This Tuesday, a 21-year-old man killed eight people in Georgia, six of them Asian-American women. After Robert Aaron Long was apprehended, he claimed his actions were motivated by sex addiction rather than race. Law enforcement appeared to take him at his word, with the Cherokee County police captain and spokesman for the case county chalking up the murder spree to “a bad day.”
This comment promptly drew widespread criticism, and the captain has been removed from the case. “This [captain] really offended a lot of Asian-Americans, and a lot of Americans in general,” Stanley Mark, Senior Staff Attorney for the Asian American Legal Defense and Education Fund, told GQ. Given that the shooter ignored nearby strip clubs in favor of massage parlors, and reports in local Korean-language newspapers that he shouted, “I’m going to kill all the Asians” during the attack, the official statement seemed premature at best, and willfully ignorant at worst. In fact, according to legal experts, not only was racism likely a factor in the shootings, but Long could be charged with hate crimes in addition to murder. So why hasn’t that happened yet?
From a legal perspective, hate crimes—a criminal act perpetrated on the basis of someone’s race, religion, gender, nationality, or sexual orientation—can be tricky. Though they’ve been a federal crime since 1968, not every state has hate crime laws, and different states recognize different forms of bias. Notably, states in which two of the most infamous hate crimes in US history occurred still don’t have hate crime laws on the books: Wyoming, where Matthew Shepherd was murdered, and South Carolina, where neo-Nazi Dylann Roof killed 9 people at Mother Emanuel AME church.
Georgia itself didn’t recognize hate crimes until last year, when legislation drew bipartisan support after the murders of Ahmaud Arbery and Rayshard Brooks. But State Representative Karen Bennett, who sponsored the legislation last year, notes that Georgia’s hate crime law “was a soft bill, easy to read and to understand.” This week’s attack is the most high-profile hate crime in Georgia since the bill passed. “It’ll be a test case, won’t it?” said Bennett.
Certain acts, like burning a cross in someone’s yard or desecrating a church, are automatically hate crimes. In cases like the attack in Georgia, however, the state must first prove a person committed a crime, then additionally show that the crime was motivated by bias in order to add further jail time to their sentence. Penalty enhancements can be difficult to get because they require the prosecution to demonstrate a specific motive—which makes the report that Long shouted about killing Asians extra important. But law enforcement can still investigate a person’s background for signs of bias: their Facebook activity, known affiliations, etc.

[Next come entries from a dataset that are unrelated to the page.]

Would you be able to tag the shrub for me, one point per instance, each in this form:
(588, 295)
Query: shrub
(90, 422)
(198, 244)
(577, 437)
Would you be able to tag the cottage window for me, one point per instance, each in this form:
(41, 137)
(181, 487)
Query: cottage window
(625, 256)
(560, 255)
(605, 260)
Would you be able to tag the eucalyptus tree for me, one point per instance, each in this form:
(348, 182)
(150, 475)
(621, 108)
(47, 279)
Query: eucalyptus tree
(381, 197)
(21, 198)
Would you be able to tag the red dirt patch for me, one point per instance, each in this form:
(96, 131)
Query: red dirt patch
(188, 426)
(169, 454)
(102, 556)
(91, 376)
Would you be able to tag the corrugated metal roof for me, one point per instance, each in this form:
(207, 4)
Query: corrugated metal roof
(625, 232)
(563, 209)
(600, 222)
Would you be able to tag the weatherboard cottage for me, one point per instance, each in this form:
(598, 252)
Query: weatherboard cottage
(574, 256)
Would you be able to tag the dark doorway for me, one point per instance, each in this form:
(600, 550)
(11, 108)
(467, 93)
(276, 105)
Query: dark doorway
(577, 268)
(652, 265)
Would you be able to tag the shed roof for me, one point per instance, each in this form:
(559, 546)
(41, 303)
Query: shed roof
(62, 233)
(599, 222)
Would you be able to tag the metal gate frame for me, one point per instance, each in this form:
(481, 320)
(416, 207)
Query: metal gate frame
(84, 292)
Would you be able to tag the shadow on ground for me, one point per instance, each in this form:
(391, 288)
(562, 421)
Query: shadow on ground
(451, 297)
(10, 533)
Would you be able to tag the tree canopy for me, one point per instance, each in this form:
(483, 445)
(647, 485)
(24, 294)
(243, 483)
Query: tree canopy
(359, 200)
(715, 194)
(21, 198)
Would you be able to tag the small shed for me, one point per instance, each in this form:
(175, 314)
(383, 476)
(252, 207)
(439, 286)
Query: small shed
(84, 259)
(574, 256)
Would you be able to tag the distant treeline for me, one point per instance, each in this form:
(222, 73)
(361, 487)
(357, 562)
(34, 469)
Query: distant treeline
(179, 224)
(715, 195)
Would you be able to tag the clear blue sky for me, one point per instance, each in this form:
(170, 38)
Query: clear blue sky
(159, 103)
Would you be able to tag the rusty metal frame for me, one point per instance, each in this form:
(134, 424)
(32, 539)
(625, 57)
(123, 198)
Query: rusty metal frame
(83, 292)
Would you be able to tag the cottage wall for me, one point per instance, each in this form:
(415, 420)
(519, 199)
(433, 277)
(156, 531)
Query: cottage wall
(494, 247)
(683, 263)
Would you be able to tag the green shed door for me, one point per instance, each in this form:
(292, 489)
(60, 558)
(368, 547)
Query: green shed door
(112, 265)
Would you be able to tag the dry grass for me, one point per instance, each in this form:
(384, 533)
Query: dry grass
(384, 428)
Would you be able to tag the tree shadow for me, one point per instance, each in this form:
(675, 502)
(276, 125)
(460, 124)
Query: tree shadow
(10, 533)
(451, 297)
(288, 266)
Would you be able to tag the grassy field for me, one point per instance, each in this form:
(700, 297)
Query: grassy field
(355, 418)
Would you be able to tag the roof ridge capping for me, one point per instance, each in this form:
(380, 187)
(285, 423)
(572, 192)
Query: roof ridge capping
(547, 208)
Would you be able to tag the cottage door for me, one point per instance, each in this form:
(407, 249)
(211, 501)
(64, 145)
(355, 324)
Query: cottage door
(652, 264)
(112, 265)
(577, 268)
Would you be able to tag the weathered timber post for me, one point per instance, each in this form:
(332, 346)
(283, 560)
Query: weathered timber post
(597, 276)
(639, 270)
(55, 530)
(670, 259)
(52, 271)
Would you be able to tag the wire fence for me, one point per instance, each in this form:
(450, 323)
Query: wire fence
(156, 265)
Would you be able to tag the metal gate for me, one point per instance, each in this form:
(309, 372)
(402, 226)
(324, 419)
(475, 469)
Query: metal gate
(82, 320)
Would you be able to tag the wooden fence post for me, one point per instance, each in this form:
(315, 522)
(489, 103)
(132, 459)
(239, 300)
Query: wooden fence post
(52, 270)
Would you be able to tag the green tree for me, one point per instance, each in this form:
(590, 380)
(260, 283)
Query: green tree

“It’s very much in the prosecutor’s discretion as to whether he or she seeks an advanced penalty for a hate crime,” said Scott McCoy, Interim Deputy Legal Director of the Southern Poverty Law Center. “If the prosecutor thinks there’s a possibility that he or she is going to seek the sentencing enhancement later on, he or she is going to want the investigators to be looking for evidence that supports the notion that the victim is chosen because of race or sex.”
This is why the early narrative coming out of Georgia is so troubling. “At the very least at the investigative level, this should be classified [as a hate crime],” said Mark. While the legal question of whether the shooter committed a hate crime is technically secondary in terms of the legal process, the investigation that lays the groundwork for such a conviction is happening right now. “So the prosecutors have to be signalling to law enforcement, ‘Look, if I’m going to successfully prosecute this as a hate crime, I need you guys to do more than ask the defendant whether or not he did it because of race,’” McCoy said.